Here is a version compatible with dolfinx v 0.8.0:

from dolfinx import mesh, fem, io, default_scalar_type
from dolfinx.fem.petsc import LinearProblem
from mpi4py import MPI
import ufl
import numpy as np
import basix.ufl

L = 1
W = 0.2
mu = 1
rho = 1
delta = W / L
gamma = 0.4 * delta**2
beta = 1.25
lambda_ = beta
g = gamma

nb_cells = 20

gdim, shape, degree = 3, "interval", 1
c_el = basix.ufl.element("Lagrange", shape, degree, shape=(gdim,))
x = np.array([[0, 0, 0], [0.2, 0, 0], [0.6, 0, 0], [1, 0, 0], [1.3, 0, 0]])
cells = np.array([[0, 1], [1, 2], [2, 3], [3, 4]], dtype=np.int64)
domain = mesh.create_mesh(MPI.COMM_WORLD, cells, x, ufl.Mesh(c_el))

# domain = mesh.create_interval(comm=MPI.COMM_WORLD, points=(0, 1), nx=nb_cells)

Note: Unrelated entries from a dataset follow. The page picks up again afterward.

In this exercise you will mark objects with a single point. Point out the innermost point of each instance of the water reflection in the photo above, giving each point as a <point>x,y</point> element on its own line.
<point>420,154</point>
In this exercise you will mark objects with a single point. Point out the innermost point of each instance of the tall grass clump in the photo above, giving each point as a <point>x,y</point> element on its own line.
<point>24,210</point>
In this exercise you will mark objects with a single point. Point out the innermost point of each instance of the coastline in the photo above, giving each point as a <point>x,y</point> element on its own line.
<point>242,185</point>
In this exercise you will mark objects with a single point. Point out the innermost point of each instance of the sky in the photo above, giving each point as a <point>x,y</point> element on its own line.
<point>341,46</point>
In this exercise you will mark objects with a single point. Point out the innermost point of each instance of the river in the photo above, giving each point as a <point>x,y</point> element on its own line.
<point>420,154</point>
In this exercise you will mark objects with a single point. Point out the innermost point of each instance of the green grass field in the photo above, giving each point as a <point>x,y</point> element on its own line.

element_interpolation_order = 1
print(domain.ufl_cell())
V = fem.functionspace(domain, ("Lagrange", element_interpolation_order, (gdim,)))


def clamped_boundary(x):
    return np.isclose(x[0], 0)


fdim = domain.topology.dim - 1
boundary_facets = mesh.locate_entities_boundary(domain, fdim, clamped_boundary)

u_D = np.array((0.0,) * 3, dtype=default_scalar_type)
bc = fem.dirichletbc(u_D, fem.locate_dofs_topological(V, fdim, boundary_facets), V)

T = fem.Constant(domain, default_scalar_type((0, 0, 0)))

coords = domain.geometry.x

ds = ufl.Measure("ds", domain=domain)


def epsilon(u):
    return ufl.sym(
        ufl.grad(u)
    )  # Equivalent to 0.5*(ufl.nabla_grad(u) + ufl.nabla_grad(u).T)


def sigma(u):
    return lambda_ * ufl.nabla_div(u) * ufl.Identity(len(u)) + 2 * mu * epsilon(u)


u = ufl.TrialFunction(V)
v = ufl.TestFunction(V)
print(V.__dict__)
test = epsilon(u)
print(test)
f = fem.Constant(domain, default_scalar_type((0, 0, -rho * g)))
a = ufl.inner(sigma(u), epsilon(v)) * ufl.dx
L = ufl.dot(f, v) * ufl.dx + ufl.dot(T, v) * ds

problem = LinearProblem(
    a, L, bcs=[bc], petsc_options={"ksp_type": "preonly", "pc_type": "lu"}
)
uh = problem.solve()

# print(type(uh))
# print(uh.x.array)

with io.XDMFFile(
    domain.comm, "deformation.xdmf", "w", encoding=io.XDMFFile.Encoding.ASCII
) as xdmf:
    xdmf.write_mesh(domain)
    uh.name = "Deformation"
    xdmf.write_function(uh)

Thank you so much for taking the time to help me out! This community is great!